Brazil Government Key Coalition Ally to Stick With Temer
(Bloomberg) -- The Brazilian government’s main ally in Congress intends to maintain its support for embattled President Michel Temer, according to one of its most senior members.
Senator Jose Serra, a former foreign minister in the Temer administration, said that the Brazilian Social Democracy Party will not give up its cabinet positions and remains committed to the reforms underway in Congress, in comments to reporters in Brasilia on Monday evening.
The PSDB, as the party is known, plays a key role in Temer’s market-friendly reform agenda. Four cabinet ministers belong to the party, and its votes in both houses of Congress are essential for the administration. But the party’s support has been in doubt since explosive allegations emerged against the president last month. Investors are closely watching the party’s decision as a sign that Temer may be able to pull together enough votes to advance crucial labor and pension reforms.

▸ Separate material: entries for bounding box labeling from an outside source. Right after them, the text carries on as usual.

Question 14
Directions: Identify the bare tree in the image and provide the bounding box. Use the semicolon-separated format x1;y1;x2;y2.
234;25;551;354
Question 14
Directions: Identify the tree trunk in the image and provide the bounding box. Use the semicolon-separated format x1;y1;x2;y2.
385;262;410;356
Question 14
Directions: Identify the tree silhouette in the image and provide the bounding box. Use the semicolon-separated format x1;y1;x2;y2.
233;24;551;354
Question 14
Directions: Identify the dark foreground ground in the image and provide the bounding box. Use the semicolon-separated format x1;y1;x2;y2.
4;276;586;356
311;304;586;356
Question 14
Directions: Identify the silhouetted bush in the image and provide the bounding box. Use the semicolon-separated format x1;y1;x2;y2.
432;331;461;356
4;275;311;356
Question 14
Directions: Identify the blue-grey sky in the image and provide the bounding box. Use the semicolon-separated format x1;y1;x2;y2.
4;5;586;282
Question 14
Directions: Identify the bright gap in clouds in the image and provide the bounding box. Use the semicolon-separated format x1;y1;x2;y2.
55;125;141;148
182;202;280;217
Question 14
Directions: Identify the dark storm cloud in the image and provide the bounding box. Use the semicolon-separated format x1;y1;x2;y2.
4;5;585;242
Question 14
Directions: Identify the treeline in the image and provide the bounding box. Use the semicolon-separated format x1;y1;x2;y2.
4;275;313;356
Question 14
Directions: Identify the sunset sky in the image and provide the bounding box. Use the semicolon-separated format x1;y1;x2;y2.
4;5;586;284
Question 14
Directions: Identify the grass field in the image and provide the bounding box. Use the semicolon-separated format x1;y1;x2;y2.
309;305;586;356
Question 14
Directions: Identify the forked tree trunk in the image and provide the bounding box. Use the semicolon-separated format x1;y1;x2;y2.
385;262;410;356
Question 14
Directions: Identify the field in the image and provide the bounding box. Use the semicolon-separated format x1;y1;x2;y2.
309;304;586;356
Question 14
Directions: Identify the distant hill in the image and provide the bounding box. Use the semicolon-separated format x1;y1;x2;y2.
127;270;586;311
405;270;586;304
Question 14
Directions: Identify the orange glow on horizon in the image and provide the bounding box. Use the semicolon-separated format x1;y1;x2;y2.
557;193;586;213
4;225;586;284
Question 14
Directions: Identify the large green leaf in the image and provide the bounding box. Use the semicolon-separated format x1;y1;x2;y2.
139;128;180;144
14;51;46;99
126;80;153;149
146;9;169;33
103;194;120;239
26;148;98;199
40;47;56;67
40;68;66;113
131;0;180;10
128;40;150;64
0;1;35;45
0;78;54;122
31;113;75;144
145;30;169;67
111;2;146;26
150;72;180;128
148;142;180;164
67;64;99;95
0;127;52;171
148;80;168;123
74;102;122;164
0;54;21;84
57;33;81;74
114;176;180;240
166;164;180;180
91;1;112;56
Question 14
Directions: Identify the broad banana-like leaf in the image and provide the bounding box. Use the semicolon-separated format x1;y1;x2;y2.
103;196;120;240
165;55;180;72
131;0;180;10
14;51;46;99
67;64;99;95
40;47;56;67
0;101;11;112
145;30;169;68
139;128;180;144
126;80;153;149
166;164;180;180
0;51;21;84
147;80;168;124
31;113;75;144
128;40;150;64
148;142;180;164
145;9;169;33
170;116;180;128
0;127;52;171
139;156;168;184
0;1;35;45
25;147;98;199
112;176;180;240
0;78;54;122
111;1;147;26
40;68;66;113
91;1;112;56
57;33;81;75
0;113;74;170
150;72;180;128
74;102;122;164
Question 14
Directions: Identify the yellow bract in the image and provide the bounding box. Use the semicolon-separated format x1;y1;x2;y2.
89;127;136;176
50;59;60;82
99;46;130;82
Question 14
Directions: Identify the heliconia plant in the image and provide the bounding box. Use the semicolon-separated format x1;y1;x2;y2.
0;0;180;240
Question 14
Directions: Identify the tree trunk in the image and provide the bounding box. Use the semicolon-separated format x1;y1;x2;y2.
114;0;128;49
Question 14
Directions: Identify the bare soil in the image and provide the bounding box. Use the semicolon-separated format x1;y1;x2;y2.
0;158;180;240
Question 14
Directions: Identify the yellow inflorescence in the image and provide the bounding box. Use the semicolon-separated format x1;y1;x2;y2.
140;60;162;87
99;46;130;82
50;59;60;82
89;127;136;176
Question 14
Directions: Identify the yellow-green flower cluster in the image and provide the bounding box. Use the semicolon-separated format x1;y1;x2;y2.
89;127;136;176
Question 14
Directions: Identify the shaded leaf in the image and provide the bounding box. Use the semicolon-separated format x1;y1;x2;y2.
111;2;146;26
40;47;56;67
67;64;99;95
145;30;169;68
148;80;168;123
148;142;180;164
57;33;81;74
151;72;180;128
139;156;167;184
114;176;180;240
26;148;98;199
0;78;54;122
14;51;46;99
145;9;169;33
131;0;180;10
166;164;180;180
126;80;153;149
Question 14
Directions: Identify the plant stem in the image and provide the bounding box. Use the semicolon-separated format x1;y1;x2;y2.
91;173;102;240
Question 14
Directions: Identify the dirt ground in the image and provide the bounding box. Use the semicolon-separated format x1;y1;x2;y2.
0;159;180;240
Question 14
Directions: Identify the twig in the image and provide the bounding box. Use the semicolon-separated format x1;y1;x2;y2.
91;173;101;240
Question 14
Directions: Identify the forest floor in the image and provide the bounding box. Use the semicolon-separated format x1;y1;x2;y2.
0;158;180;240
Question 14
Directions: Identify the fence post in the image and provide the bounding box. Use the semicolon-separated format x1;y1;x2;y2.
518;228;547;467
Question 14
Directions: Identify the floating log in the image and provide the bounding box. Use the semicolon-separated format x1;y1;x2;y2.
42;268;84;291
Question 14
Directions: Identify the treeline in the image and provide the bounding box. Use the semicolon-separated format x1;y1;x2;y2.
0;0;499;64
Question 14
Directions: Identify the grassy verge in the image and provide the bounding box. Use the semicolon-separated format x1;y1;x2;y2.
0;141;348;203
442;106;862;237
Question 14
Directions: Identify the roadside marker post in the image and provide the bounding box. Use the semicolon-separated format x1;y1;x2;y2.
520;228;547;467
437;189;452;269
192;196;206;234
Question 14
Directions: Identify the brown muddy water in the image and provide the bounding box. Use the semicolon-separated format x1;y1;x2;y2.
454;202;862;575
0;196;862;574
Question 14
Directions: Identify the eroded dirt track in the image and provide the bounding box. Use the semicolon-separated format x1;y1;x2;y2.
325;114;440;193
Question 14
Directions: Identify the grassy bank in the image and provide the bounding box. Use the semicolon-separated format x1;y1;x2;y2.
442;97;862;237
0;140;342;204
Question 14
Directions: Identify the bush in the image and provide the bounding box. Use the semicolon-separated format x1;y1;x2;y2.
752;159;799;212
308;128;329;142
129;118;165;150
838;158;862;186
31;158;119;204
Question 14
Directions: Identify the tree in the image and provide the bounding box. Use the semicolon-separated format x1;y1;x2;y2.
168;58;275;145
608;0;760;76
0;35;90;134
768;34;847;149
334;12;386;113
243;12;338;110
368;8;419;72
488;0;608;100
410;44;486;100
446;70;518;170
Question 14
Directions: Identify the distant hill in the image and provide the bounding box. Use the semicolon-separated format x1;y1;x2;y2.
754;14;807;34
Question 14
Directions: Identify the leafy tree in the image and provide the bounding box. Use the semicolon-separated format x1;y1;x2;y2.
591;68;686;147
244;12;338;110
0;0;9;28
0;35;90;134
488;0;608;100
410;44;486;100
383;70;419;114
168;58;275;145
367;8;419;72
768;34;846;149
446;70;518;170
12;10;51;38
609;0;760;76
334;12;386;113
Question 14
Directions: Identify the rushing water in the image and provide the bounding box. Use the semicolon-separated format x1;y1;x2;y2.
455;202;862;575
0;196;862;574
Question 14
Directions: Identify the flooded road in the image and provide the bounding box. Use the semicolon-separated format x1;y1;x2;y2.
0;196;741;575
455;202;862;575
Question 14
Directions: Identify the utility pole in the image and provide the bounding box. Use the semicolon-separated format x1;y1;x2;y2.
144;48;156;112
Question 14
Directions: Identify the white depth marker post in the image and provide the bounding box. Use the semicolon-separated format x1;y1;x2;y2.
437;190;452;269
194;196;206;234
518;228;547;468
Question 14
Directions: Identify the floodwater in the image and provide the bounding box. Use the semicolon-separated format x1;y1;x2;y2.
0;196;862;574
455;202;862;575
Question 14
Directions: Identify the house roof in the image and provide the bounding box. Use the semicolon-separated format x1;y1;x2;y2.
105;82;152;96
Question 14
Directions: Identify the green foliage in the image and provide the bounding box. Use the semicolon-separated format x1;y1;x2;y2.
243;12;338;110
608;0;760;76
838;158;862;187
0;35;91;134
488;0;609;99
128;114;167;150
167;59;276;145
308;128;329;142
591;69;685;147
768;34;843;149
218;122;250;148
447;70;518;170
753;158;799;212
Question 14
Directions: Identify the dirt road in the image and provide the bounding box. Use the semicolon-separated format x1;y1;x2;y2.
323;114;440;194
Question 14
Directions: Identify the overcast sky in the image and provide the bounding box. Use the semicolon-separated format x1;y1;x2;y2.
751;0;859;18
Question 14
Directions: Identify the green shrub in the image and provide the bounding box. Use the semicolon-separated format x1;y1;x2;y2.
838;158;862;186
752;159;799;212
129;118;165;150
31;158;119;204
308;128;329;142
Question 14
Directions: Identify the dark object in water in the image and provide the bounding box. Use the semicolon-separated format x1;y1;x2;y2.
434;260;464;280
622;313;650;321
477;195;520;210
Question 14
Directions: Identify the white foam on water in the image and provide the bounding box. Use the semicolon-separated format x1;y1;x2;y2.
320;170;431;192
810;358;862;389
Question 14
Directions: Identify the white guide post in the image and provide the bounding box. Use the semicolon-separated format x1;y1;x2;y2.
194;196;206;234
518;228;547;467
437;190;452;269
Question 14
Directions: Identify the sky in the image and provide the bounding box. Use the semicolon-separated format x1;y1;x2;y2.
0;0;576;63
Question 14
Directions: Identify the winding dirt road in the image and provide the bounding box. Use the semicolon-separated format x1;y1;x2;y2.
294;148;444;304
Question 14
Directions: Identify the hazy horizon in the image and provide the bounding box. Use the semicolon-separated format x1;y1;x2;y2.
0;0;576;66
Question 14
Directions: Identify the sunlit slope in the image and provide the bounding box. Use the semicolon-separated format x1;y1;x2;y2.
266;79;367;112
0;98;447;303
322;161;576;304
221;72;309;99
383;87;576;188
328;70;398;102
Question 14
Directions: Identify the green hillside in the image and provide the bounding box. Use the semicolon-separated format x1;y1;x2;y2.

"The PSDB will not make any move at the moment toward leaving the government," Serra said.
Previously, party leaders had indicated that their support would depend on a positive outcome for Temer at Brazil’s top electoral court, known as the TSE. On Friday the court acquitted Temer of illegal campaign financing in the 2014 election. But the president still faces numerous impeachment requests, an investigation at the Supreme Court and rock-bottom popularity levels.
Serra said that some in the party had called for the PSDB to withdraw, while continuing to support the reform program. PSDB acting head Tasso Jereissati said after the meeting that the party would allow its deputies to vote freely in the event that the lower house must decide on whether to move forward with possible charges against Temer, and that it may also appeal the TSE decision.
"We understand that there was corruption and improper use of public funds," Jereissati said. "We don’t have to keep quiet."
Before political turbulence picked up last month, Temer was close to securing votes needed to pass his proposed pension overhaul in the lower house, and was also pushing ahead with a bill that loosens decades-old labor laws.